Re: SUMMARY: Solaris 2.2 licensing

From: Barry Margolin (barmar@think.com)
Date: Fri Jun 18 1993 - 17:14:24 CDT


In article <1vq835INNbju@iskut.ucs.ubc.ca> you write:
>Not if you come in off another Sun station. Then 1 keyboard=2users ( one
>on the machine the keyboard attaches to and one on the login session)

The license is only talking about the machine you rlogin to, so that one
keyboard is only one user of the destination machine, although it may also
be a user of other machines. But since the question is what kind of
license you have to get for the destination machine, the other machines are
moot (although you will probably have to multiply the answer by the number
of machines that typically have multiple users logged in).

> In
>fact by chain logging in one keyboard with this definition can be as
>many users as you want- even on exactly the smae machine. Great
>definition.

I'm not a lawyer, but I believe that the spirit of the license is that a
user who uses a loopback rlogin is still just one user.

I don't see why people think this licensing stuff is so wrong, except that
they're spoiled by the lax licenses that Sun offered in the past. They're
simply asking you to pay more if you're getting more functionality out of a
system. If a hundred machines in the network are mounting a workstation's
file systems then it's providing much more functionality than if it didn't
export its file systems. It's being "used" by the hundred users of those
clients, so why shouldn't they count as users for the purpose of licensing?

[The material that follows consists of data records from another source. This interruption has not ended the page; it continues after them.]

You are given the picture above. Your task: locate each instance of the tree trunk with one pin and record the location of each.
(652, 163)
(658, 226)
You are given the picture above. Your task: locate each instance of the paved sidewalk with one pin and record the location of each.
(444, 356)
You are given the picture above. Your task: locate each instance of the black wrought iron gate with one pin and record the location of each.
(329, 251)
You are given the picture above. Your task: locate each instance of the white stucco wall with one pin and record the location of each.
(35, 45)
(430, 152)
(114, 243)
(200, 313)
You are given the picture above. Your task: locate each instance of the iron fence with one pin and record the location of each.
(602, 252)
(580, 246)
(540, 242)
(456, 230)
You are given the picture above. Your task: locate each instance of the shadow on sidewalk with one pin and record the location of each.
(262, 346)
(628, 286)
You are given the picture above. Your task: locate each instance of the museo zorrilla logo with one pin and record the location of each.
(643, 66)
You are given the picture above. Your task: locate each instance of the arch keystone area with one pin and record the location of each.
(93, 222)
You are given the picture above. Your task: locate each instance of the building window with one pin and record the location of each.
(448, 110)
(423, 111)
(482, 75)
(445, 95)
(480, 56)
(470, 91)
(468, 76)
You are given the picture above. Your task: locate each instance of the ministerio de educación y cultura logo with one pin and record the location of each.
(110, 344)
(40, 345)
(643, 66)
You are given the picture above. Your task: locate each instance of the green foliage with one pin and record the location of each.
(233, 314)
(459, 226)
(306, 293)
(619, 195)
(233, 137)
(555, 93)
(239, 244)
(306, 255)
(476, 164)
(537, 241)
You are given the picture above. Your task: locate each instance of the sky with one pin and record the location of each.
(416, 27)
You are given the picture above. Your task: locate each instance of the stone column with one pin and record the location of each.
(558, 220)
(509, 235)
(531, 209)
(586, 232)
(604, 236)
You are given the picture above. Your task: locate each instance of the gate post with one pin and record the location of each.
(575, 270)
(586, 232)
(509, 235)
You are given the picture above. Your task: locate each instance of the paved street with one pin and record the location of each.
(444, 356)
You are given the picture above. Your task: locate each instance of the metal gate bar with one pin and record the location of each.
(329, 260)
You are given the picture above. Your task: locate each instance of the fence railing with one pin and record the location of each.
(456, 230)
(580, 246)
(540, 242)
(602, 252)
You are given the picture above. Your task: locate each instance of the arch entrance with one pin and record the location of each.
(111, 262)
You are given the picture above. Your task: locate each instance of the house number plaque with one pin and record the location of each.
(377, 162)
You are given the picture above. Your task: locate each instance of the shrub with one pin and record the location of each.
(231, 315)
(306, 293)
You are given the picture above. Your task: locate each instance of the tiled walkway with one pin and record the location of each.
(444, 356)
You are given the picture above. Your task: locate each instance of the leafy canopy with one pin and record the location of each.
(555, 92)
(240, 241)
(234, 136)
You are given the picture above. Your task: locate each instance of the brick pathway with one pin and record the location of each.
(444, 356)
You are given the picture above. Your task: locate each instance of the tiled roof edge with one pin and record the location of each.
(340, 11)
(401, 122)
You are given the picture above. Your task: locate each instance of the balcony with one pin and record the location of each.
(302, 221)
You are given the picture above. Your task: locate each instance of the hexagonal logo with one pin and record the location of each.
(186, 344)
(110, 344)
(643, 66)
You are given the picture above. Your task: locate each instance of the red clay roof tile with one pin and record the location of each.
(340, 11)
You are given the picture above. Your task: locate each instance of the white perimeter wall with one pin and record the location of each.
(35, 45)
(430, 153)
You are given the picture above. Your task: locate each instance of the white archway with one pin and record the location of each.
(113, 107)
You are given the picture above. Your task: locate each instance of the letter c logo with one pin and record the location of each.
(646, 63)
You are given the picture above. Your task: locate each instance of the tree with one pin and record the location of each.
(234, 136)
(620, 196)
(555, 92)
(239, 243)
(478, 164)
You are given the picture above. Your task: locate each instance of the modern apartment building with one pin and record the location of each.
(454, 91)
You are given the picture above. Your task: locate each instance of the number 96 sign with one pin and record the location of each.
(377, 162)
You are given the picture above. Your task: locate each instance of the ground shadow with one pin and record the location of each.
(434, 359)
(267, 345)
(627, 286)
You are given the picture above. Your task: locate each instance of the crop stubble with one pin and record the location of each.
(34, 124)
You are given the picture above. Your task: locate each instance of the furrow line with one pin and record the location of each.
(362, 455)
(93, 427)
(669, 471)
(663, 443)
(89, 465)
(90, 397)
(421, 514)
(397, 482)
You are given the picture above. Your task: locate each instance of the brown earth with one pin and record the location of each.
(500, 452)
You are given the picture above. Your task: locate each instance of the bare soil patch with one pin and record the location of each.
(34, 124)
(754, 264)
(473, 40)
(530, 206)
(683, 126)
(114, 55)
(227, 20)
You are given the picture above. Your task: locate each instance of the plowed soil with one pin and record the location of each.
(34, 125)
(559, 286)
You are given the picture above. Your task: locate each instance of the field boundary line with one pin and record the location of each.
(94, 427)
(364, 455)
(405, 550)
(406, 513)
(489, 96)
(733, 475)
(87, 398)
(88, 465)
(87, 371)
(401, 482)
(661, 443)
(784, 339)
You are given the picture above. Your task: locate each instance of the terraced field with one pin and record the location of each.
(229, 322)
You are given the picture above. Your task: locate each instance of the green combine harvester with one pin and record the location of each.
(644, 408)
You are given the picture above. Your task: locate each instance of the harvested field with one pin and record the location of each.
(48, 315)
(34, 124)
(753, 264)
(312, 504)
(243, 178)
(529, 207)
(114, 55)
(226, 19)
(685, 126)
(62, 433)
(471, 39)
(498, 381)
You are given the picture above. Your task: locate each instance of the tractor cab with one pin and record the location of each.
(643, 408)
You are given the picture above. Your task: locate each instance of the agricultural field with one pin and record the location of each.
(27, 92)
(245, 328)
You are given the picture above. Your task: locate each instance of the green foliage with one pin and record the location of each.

It used to be that personal workstations were really underpowered and it
was infeasible to use them as file and timesharing servers. So you had to
buy expensive machines to act as servers, and these expensive machines had
correspondingly expensive OS license fees. Now you can use the same cheap
machines that you use as workstations also as servers, so you save lots of
money on the hardware costs. But why is it so wrong for Sun to charge
higher license fees for multi-user servers just like they used to? They've
simply changed from basing the license fee on the size of the machine to
the way the machine is used (the old fee structure simply assumed that big
machines were being used as servers and little machines as workstations).

-- 
Barry Margolin
System Manager, Thinking Machines Corp.